Bezirk Hamburg-Nord

Grüne und SPD: Eppendorf soll Anwohnerparkzone werden

Thorsten Schmidt (Grüne, links) und Thomas Domres (SPD, rechts) in einer typischen Eppendorfer Straße am UKE.

Thorsten Schmidt (Grüne, links) und Thomas Domres (SPD, rechts) in einer typischen Eppendorfer Straße am UKE.

Foto: Bezirksversammlung Hamburg-Nord

Eppendorfer könnten Bewohnerparkausweis beantragen. Besucher müssten stundenweise zahlen, um ihr Auto abzustellen.

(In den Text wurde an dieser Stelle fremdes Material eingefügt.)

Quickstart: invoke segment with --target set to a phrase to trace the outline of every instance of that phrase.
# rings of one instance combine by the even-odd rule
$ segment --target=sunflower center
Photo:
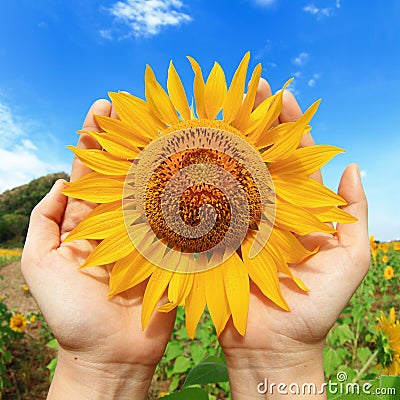
[[[129,236],[166,269],[168,257],[192,272],[219,265],[240,251],[249,229],[262,233],[254,257],[275,218],[272,180],[258,151],[229,126],[199,122],[186,121],[146,146],[124,185]]]
[[[222,176],[221,171],[226,171],[233,182]],[[166,187],[177,174],[179,182],[174,182],[171,195],[168,195]],[[212,184],[215,175],[220,175],[221,187]],[[237,184],[245,197],[235,193]],[[241,229],[257,229],[261,198],[249,171],[241,162],[221,151],[195,148],[172,154],[157,167],[147,185],[145,212],[153,232],[168,246],[200,253],[212,249],[227,235],[232,220],[231,203],[238,211],[246,205],[250,211],[250,221],[237,220]],[[168,218],[171,215],[179,218]],[[185,229],[179,229],[182,224],[178,221],[194,229],[187,234]],[[230,236],[228,244],[238,247],[240,243],[235,243],[234,235]]]

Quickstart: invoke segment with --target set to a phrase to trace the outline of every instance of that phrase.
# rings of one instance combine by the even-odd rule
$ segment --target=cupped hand
[[[116,117],[111,104],[99,100],[86,117],[84,131],[99,130],[94,114]],[[89,135],[82,134],[78,147],[99,148],[99,145]],[[75,158],[71,181],[89,172]],[[146,398],[145,392],[164,353],[175,314],[155,313],[142,331],[144,284],[108,300],[108,270],[104,267],[79,270],[97,243],[88,240],[64,243],[63,240],[95,204],[67,198],[60,193],[63,188],[64,182],[57,181],[33,210],[22,256],[25,280],[59,343],[53,397],[64,398],[56,393],[57,384],[68,374],[75,380],[72,375],[75,369],[76,376],[81,375],[82,379],[88,379],[93,372],[93,384],[97,378],[107,376],[117,382],[129,378],[128,385],[134,385],[136,377],[141,382],[135,388],[135,398]],[[104,382],[110,383],[108,379]],[[51,393],[52,390],[49,396]],[[123,398],[121,393],[118,398]],[[80,396],[84,398],[82,393]]]
[[[259,93],[258,101],[271,95],[267,82],[261,82]],[[297,120],[301,115],[294,96],[285,91],[278,123]],[[312,144],[311,136],[305,135],[301,146]],[[320,174],[313,177],[321,180]],[[316,233],[299,238],[308,249],[319,247],[316,255],[291,266],[310,291],[302,292],[291,279],[281,278],[282,294],[291,309],[287,312],[265,298],[252,283],[246,335],[240,336],[231,322],[221,334],[219,341],[234,399],[258,398],[257,382],[267,377],[279,382],[304,381],[308,377],[309,382],[314,379],[322,384],[326,335],[360,285],[370,261],[367,201],[356,165],[344,171],[338,194],[347,201],[343,209],[358,221],[338,224],[334,235]],[[253,394],[246,389],[250,382]]]

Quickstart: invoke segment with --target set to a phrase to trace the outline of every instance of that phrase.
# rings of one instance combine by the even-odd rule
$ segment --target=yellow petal
[[[259,104],[251,112],[248,123],[245,128],[246,133],[254,132],[257,129],[257,127],[262,122],[263,118],[265,118],[265,115],[268,113],[268,110],[271,107],[271,104],[275,101],[275,99],[278,95],[279,95],[279,93],[274,94],[273,96],[267,97],[266,99],[264,99],[261,102],[261,104]],[[254,143],[257,143],[257,141],[255,141]]]
[[[331,158],[344,150],[335,146],[315,145],[295,150],[285,160],[277,161],[268,166],[273,174],[304,174],[311,175],[318,171]]]
[[[124,228],[122,210],[105,212],[91,218],[85,218],[67,236],[65,242],[78,239],[105,239]]]
[[[274,143],[281,141],[282,138],[288,135],[288,132],[292,129],[295,129],[297,122],[283,122],[279,125],[276,125],[266,131],[264,131],[263,135],[254,143],[258,149],[263,149],[265,147],[272,146]],[[307,126],[303,134],[309,133],[311,131],[311,126]]]
[[[316,101],[300,117],[296,124],[292,125],[292,129],[290,129],[286,135],[282,135],[277,138],[273,146],[262,154],[262,159],[264,161],[271,163],[277,160],[284,160],[285,158],[288,158],[293,153],[293,151],[299,147],[301,138],[303,137],[303,134],[307,129],[308,123],[311,121],[311,118],[317,111],[319,103],[320,101]],[[260,142],[262,142],[263,136],[265,136],[265,132],[263,132],[259,136],[259,139],[255,141],[256,146],[259,145]]]
[[[140,153],[137,147],[132,146],[127,140],[124,140],[121,136],[111,137],[107,133],[98,132],[85,132],[87,135],[92,136],[97,140],[100,146],[107,151],[107,153],[114,157],[134,160]]]
[[[122,96],[120,97],[123,98]],[[147,133],[145,135],[135,130],[132,125],[119,119],[106,117],[104,115],[96,115],[95,118],[100,128],[107,132],[107,136],[112,140],[118,142],[125,140],[135,147],[147,146],[151,141]]]
[[[125,226],[120,227],[115,235],[104,239],[94,249],[81,268],[110,264],[127,256],[133,250],[134,246],[126,232]]]
[[[94,174],[96,172],[93,172]],[[95,207],[90,213],[86,216],[86,218],[94,217],[95,215],[100,215],[110,211],[121,211],[122,213],[122,200],[113,201],[111,203],[99,204]]]
[[[289,264],[299,263],[318,251],[318,248],[313,251],[307,250],[292,233],[276,227],[272,230],[269,240],[271,245],[279,248]]]
[[[68,183],[61,193],[94,203],[110,203],[122,199],[123,187],[123,179],[105,177],[94,172]]]
[[[289,203],[312,208],[346,205],[346,201],[326,186],[307,177],[296,175],[275,176],[276,194]]]
[[[247,268],[237,253],[222,264],[226,295],[233,324],[244,336],[249,312],[250,285]]]
[[[142,99],[123,92],[108,93],[112,103],[117,111],[118,117],[132,130],[137,136],[143,136],[148,139],[156,139],[158,132],[165,129],[157,118],[153,116],[149,105]],[[129,136],[128,136],[129,137]]]
[[[246,131],[250,114],[254,107],[254,100],[257,94],[257,88],[258,88],[258,83],[260,81],[261,70],[262,70],[261,64],[257,64],[257,66],[254,68],[253,74],[250,79],[249,90],[246,94],[246,97],[243,100],[242,105],[240,106],[235,121],[233,122],[233,126],[239,129],[241,132]]]
[[[116,158],[105,151],[79,149],[67,146],[90,169],[104,175],[126,175],[131,167],[129,161]]]
[[[282,90],[276,94],[268,112],[265,113],[264,117],[257,124],[256,129],[253,132],[247,131],[249,139],[253,142],[256,142],[259,137],[262,136],[264,130],[268,129],[278,119],[282,110],[283,93],[292,80],[293,79],[289,79]]]
[[[173,272],[167,271],[162,268],[156,268],[144,292],[143,305],[142,305],[142,329],[148,325],[150,318],[156,308],[157,303],[160,301],[161,296],[167,288]]]
[[[174,107],[178,110],[182,118],[190,120],[190,108],[188,105],[185,89],[172,61],[170,62],[168,69],[167,87],[169,97]]]
[[[192,339],[196,334],[197,324],[206,306],[206,279],[207,272],[194,274],[192,288],[185,301],[186,330],[189,337]]]
[[[214,322],[217,336],[219,336],[231,315],[221,266],[207,271],[207,282],[205,286],[208,310]]]
[[[226,81],[224,70],[215,62],[204,88],[204,106],[207,118],[215,119],[224,105]]]
[[[247,237],[242,243],[243,260],[247,266],[250,279],[257,285],[261,292],[277,306],[289,311],[289,306],[282,296],[278,270],[272,257],[262,250],[255,258],[249,259],[252,239]]]
[[[137,250],[118,260],[111,271],[109,297],[124,292],[146,280],[157,267]]]
[[[247,67],[249,65],[250,52],[247,52],[233,76],[224,104],[224,121],[230,124],[237,116],[243,102],[244,85],[246,83]]]
[[[338,207],[322,207],[309,209],[321,222],[338,222],[340,224],[351,224],[357,222],[357,218]]]
[[[199,118],[207,118],[206,109],[204,106],[204,88],[205,83],[203,73],[198,62],[193,57],[188,57],[194,72],[193,92],[196,100],[196,111]]]
[[[169,303],[158,308],[161,312],[170,312],[185,301],[193,285],[193,274],[176,272],[168,286]]]
[[[286,260],[280,253],[279,248],[268,242],[267,245],[264,247],[264,251],[270,259],[274,260],[278,272],[281,272],[282,274],[287,275],[291,279],[293,279],[293,282],[299,287],[299,289],[303,290],[304,292],[310,291],[300,278],[293,275],[292,271],[287,265]]]
[[[146,99],[152,112],[160,121],[166,125],[176,125],[179,123],[178,115],[163,87],[157,82],[153,70],[149,65],[146,66]]]
[[[312,232],[333,233],[332,226],[322,223],[316,216],[302,207],[289,204],[277,197],[275,225],[281,229],[299,235],[307,235]]]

Hamburg. Einen Parkplatz in den dichtbesiedelten Hamburger Stadtteilen finden? Das ist vor allem nach Feierabend meist ein Ding der Unmöglichkeit. Um Eppendorfern diesbezüglich nun einen Vorteil zu verschaffen, fordern die Fraktionen von Grünen und SPD im Bezirk Hamburg-Nord in einem Antrag die Einführung von Anwohnerparken im gesamten Stadtteil.

Eppendorf: Anwohnerparken bald im gesamten Stadtteil?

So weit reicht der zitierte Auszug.